And me? I sit here and I wait as envy takes over myself, as I think of all those that have broken free from our family, and I know that I could never do the same. And then I look at the flyaway strands of web, those that are beginning to crack, beginning to stray towards what I never will be able to stray towards. I look at my sister, Andromeda, sorted into Ravenclaw. I look at how my parents disregarded this small error, how they praised her intelligence to the world, promising that it was only a sign of how further blessed she was. I look at how they put on a bright front to the world: smiles flashing, glasses clinking. And I remember the whipping she received the first time she came home after she was Sorted.

Anger fuels me by now, anger serving as a catalyst for everything I do. But it is a slow, manipulative anger that takes the time to think, to predict. It is not the same fierce, erratic anger that Bellatrix lashes out with. It is why we are such a good pair. Fire and Ice. Together, we can accomplish anything. Once we were three but no matter what lies our parents preach to the world, we all know that Andromeda is slipping. She has been ostracized by her own family so who are we to rule that she continues to ostracize herself among her own house mates. That she continues to separate herself from those not pure of blood when those that _are_ pure of blood no longer want anything to do with her, no matter how they mask it with smiles that never reach their eyes.

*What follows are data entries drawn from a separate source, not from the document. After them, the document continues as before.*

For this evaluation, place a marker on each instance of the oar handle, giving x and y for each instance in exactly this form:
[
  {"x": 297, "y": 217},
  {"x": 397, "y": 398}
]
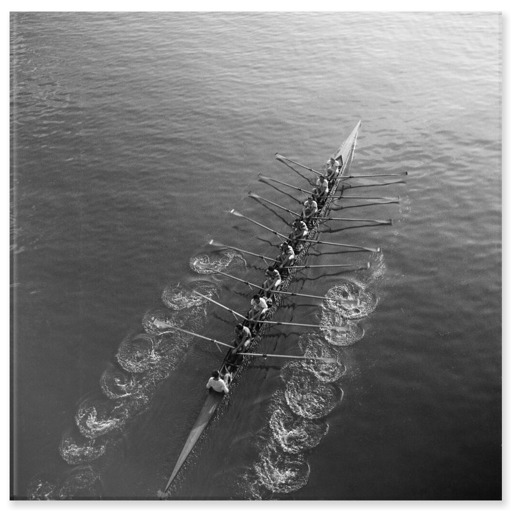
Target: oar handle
[{"x": 324, "y": 359}]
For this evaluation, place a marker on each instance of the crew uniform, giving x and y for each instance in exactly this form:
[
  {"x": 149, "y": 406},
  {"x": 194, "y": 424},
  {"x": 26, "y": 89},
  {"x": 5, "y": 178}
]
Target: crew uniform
[
  {"x": 286, "y": 258},
  {"x": 300, "y": 231},
  {"x": 309, "y": 209},
  {"x": 272, "y": 283},
  {"x": 220, "y": 385}
]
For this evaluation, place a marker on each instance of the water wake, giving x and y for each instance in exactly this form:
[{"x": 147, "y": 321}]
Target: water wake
[{"x": 206, "y": 264}]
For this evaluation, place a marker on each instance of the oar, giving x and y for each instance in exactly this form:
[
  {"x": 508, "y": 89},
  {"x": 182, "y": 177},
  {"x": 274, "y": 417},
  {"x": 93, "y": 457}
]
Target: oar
[
  {"x": 364, "y": 205},
  {"x": 375, "y": 221},
  {"x": 281, "y": 157},
  {"x": 256, "y": 196},
  {"x": 264, "y": 179},
  {"x": 370, "y": 198},
  {"x": 343, "y": 265},
  {"x": 324, "y": 359},
  {"x": 173, "y": 328},
  {"x": 294, "y": 170},
  {"x": 369, "y": 249},
  {"x": 376, "y": 184},
  {"x": 334, "y": 327},
  {"x": 218, "y": 244},
  {"x": 276, "y": 291},
  {"x": 405, "y": 173},
  {"x": 238, "y": 214}
]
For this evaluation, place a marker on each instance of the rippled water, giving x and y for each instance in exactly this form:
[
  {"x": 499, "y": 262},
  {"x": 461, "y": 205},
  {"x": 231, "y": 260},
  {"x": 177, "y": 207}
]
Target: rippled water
[{"x": 133, "y": 136}]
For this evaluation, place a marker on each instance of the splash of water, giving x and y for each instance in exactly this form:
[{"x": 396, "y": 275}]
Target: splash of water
[
  {"x": 76, "y": 450},
  {"x": 179, "y": 297},
  {"x": 351, "y": 299},
  {"x": 137, "y": 353},
  {"x": 281, "y": 472},
  {"x": 96, "y": 418},
  {"x": 41, "y": 489},
  {"x": 117, "y": 383},
  {"x": 309, "y": 398},
  {"x": 295, "y": 434},
  {"x": 314, "y": 346},
  {"x": 347, "y": 332},
  {"x": 206, "y": 264},
  {"x": 84, "y": 482}
]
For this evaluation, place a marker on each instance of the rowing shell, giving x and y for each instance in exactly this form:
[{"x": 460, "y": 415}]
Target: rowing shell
[{"x": 214, "y": 399}]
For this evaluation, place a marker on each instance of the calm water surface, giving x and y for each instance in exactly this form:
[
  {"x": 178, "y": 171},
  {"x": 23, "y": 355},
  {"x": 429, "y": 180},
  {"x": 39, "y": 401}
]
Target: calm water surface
[{"x": 134, "y": 134}]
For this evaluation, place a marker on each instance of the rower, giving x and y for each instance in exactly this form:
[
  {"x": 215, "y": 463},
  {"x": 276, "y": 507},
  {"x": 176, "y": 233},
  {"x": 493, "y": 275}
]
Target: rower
[
  {"x": 272, "y": 283},
  {"x": 286, "y": 258},
  {"x": 300, "y": 231},
  {"x": 243, "y": 337},
  {"x": 323, "y": 188},
  {"x": 259, "y": 308},
  {"x": 332, "y": 174},
  {"x": 309, "y": 210},
  {"x": 218, "y": 384}
]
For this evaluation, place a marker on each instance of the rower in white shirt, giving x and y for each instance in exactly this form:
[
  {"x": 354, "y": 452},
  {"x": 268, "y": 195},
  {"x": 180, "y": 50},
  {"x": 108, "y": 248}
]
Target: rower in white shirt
[{"x": 218, "y": 384}]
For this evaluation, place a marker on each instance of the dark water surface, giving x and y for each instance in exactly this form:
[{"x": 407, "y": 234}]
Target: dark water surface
[{"x": 133, "y": 134}]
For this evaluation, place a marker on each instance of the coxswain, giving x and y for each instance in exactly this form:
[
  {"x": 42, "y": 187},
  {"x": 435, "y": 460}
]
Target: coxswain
[
  {"x": 332, "y": 175},
  {"x": 309, "y": 210},
  {"x": 272, "y": 283},
  {"x": 300, "y": 231},
  {"x": 323, "y": 188},
  {"x": 243, "y": 337},
  {"x": 218, "y": 383},
  {"x": 259, "y": 308},
  {"x": 286, "y": 258}
]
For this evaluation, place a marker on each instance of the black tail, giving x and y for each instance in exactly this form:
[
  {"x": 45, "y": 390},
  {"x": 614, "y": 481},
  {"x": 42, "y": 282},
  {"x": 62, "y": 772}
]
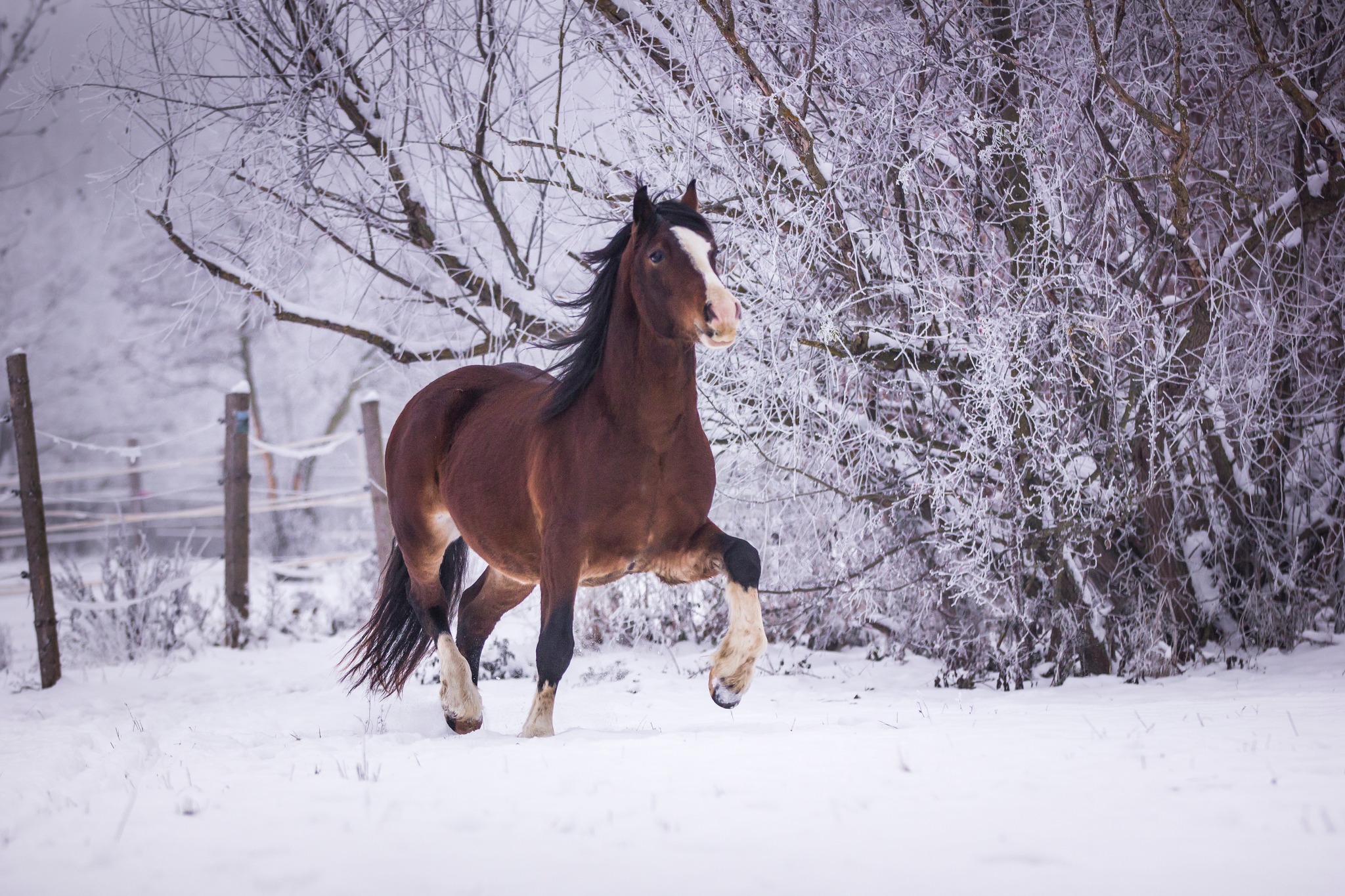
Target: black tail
[{"x": 393, "y": 641}]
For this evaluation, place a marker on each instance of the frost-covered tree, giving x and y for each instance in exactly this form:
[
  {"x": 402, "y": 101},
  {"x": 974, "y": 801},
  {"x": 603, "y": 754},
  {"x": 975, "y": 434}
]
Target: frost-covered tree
[{"x": 1044, "y": 359}]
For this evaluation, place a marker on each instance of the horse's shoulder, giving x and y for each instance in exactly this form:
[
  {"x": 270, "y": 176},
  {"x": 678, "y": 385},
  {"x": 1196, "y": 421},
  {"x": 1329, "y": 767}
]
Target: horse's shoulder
[
  {"x": 526, "y": 371},
  {"x": 487, "y": 377}
]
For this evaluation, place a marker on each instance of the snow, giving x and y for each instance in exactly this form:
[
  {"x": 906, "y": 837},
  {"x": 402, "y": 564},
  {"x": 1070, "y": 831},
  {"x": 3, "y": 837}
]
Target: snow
[{"x": 254, "y": 770}]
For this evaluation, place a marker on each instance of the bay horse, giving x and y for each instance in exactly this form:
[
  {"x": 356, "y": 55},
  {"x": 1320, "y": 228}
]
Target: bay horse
[{"x": 567, "y": 481}]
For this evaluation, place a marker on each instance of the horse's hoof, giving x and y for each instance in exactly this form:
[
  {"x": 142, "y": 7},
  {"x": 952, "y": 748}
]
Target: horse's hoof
[
  {"x": 722, "y": 695},
  {"x": 462, "y": 726}
]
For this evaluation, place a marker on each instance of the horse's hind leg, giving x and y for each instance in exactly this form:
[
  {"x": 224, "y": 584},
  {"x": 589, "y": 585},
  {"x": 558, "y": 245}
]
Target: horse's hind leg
[
  {"x": 556, "y": 641},
  {"x": 435, "y": 554},
  {"x": 490, "y": 598}
]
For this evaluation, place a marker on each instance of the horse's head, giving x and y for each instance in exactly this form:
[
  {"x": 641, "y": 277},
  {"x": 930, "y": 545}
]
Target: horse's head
[{"x": 673, "y": 277}]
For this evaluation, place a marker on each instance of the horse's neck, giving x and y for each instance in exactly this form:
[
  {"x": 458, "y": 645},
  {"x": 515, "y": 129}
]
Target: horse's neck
[{"x": 648, "y": 383}]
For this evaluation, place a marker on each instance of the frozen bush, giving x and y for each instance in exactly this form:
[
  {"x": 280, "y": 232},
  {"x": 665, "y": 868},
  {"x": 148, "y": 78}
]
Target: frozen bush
[{"x": 143, "y": 606}]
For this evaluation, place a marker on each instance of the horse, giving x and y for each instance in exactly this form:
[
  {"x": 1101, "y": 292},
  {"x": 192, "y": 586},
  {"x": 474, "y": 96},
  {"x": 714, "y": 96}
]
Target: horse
[{"x": 567, "y": 480}]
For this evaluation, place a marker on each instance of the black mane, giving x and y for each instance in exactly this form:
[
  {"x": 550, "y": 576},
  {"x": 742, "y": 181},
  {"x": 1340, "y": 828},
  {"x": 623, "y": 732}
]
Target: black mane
[{"x": 576, "y": 370}]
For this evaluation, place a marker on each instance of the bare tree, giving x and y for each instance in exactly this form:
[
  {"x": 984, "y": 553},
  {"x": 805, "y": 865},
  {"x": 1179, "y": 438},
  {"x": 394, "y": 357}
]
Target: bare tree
[{"x": 1046, "y": 358}]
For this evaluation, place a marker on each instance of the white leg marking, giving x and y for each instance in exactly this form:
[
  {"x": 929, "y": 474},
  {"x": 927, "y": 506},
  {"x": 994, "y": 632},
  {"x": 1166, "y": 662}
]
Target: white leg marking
[
  {"x": 724, "y": 330},
  {"x": 735, "y": 661},
  {"x": 540, "y": 716},
  {"x": 459, "y": 698}
]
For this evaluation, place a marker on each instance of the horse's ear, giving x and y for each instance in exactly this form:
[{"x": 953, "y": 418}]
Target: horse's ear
[
  {"x": 689, "y": 198},
  {"x": 643, "y": 207}
]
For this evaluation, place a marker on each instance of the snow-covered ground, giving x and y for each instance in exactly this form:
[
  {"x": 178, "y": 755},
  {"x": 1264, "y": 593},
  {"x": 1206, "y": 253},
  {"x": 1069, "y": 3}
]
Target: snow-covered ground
[{"x": 255, "y": 771}]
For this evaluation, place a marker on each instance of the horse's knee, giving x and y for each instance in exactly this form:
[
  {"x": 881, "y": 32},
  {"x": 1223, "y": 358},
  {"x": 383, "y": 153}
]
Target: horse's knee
[
  {"x": 743, "y": 563},
  {"x": 556, "y": 645}
]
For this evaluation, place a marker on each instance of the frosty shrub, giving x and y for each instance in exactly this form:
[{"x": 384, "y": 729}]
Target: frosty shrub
[
  {"x": 499, "y": 662},
  {"x": 327, "y": 602},
  {"x": 144, "y": 606},
  {"x": 1044, "y": 356}
]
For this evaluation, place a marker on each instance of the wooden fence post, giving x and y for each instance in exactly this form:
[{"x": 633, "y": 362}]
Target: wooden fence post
[
  {"x": 237, "y": 480},
  {"x": 377, "y": 479},
  {"x": 34, "y": 519},
  {"x": 136, "y": 486}
]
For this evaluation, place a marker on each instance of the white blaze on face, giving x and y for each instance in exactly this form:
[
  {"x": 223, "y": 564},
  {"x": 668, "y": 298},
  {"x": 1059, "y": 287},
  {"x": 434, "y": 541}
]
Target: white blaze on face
[{"x": 722, "y": 328}]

And though I envy her, I know that I could never be her. I know that as much as I too want an out, a way to separate from the suffocating clutches of this family, I would never take one if it was presented to me on a silver platter. Because of Him. Because I love Him and He loves me and he is as much a part of this as I am, only he has no desire to break free. And in lacking that desire, he condemns me to remain in this life for all of mine. Lucius. Only a name but it is a name with the power to make me do anything. Power enough to make me stay. Excuses I feed myself, in any case. I tell myself that I stay because of Lucius. Because I am madly and passionately in love with him.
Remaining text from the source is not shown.